Organisational: as traditional hierarchical organisations are being challenged, so is traditional HR as a separate department. Netflix and other Silicon Valley giants have been showing the way towards new forms of organisations and HR. These companies believe culture trumps everything else when it comes to running human resources. They claim HR functions should not be separated from the rest of the company’s operations, because, they say, only the teams themselves can know exactly who can be a “cultural fit”. So HR is to be organically integrated into the rest of the company. Recruiting, training and everything else is to be a side job for everyone who isn’t HR.
Silicon Valley companies are also leading the charge when it comes to flattening organisational charts. In flat organisations, employees are more autonomous and responsible. There is supposedly no separation between the “brain” and the “hands” anymore. The whole notion of a separate HR department that decides how HR is to be run then becomes irrelevant. Likewise, in “liberated” companies—a concept made popular by Isaac Getz’s Freedom Inc— the whole notion of HR becomes obsolete.
Last but not least, organisations are transformed by the ever bigger role played by workers who are outside the organisation. Some tasks are crowdsourced, others are outsourced. More freelancers do work that used to be controlled internally. If work is increasingly performed outside the organisation, how does it affect HR?
Organisational transformations present an unprecedented challenge to HR professionals. But these changes do not necessarily make them redundant. If anything, their role is more important than ever! That role will be transformed—because you can’t “manage” outsiders like you can manage your own people—and will focus increasingly on culture to cement all the different players together…
Cultural: workers have new aspirations that lead them to work as independent workers or to seek increased flexibility in their jobs. The increasingly high number of freelancers in turn affects the aspirations and the culture of “regular” workers as well. HR professionals are therefore obsessed with the idea of “understanding millennials”.
More importantly the role of culture in companies is becoming ever more critical. It is both the cement and the engine of an organisation. For HR professionals, culture can either be an empty buzzword or the opportunity to reinvent their work.
Hiring cultural fits has never been more critical!

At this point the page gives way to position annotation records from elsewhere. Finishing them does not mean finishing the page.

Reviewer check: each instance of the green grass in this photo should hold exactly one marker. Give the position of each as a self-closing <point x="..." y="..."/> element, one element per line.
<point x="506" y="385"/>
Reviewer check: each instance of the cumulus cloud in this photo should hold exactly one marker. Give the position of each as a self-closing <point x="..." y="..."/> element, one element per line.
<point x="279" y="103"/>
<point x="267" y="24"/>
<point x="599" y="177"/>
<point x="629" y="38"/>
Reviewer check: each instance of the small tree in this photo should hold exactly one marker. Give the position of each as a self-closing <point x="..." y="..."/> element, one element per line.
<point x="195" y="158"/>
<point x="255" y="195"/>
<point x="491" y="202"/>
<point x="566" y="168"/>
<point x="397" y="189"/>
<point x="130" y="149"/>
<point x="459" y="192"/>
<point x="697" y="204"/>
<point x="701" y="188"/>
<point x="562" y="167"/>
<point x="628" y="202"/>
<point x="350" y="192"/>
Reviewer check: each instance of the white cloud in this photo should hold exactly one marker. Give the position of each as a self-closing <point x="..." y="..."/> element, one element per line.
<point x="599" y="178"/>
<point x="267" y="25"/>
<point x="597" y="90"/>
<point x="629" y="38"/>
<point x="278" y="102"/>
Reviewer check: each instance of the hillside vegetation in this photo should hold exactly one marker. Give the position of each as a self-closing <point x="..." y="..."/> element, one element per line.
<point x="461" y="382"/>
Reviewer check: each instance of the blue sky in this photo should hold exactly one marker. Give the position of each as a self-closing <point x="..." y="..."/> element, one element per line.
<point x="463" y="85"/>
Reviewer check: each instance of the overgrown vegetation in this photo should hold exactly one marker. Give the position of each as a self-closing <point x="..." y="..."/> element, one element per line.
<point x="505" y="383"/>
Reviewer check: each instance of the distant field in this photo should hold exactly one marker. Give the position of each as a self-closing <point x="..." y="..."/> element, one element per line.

Netflix’s Patty McCord said it all a few years ago:
“Hire, Reward, and Tolerate Only Fully Formed Adults.
If you’re careful to hire people who will put the company’s interests first, who understand and support the desire for a high-performance workplace, 97% of your employees will do the right thing. Most companies spend endless time and money writing and enforcing HR policies to deal with problems the other 3% might cause. Instead, we tried really hard to not hire those people, and we let them go if it turned out we’d made a hiring mistake.
Adultlike behavior means talking openly about issues with your boss, your colleagues, and your subordinates. It means recognizing that even in companies with reams of HR policies, those policies are frequently skirted as managers and their reports work out what makes sense on a case-by-case basis.” (“How Netflix reinvented HR”)
If, as Peter Drucker once said, “culture trumps strategy anytime”, then HR could be showing the way forward for everyone else!
When one looks at the early history of HR, one can see it was successful because it fit the strategy of the corporations of the time and shaped their culture and organisational model. These corporations are changing at a fast pace. More work is now automated or performed outside traditional organisations.
HR is not doomed to disappear. It will have to find a new role in tomorrow’s organisations. Its number one mission will be to their culture.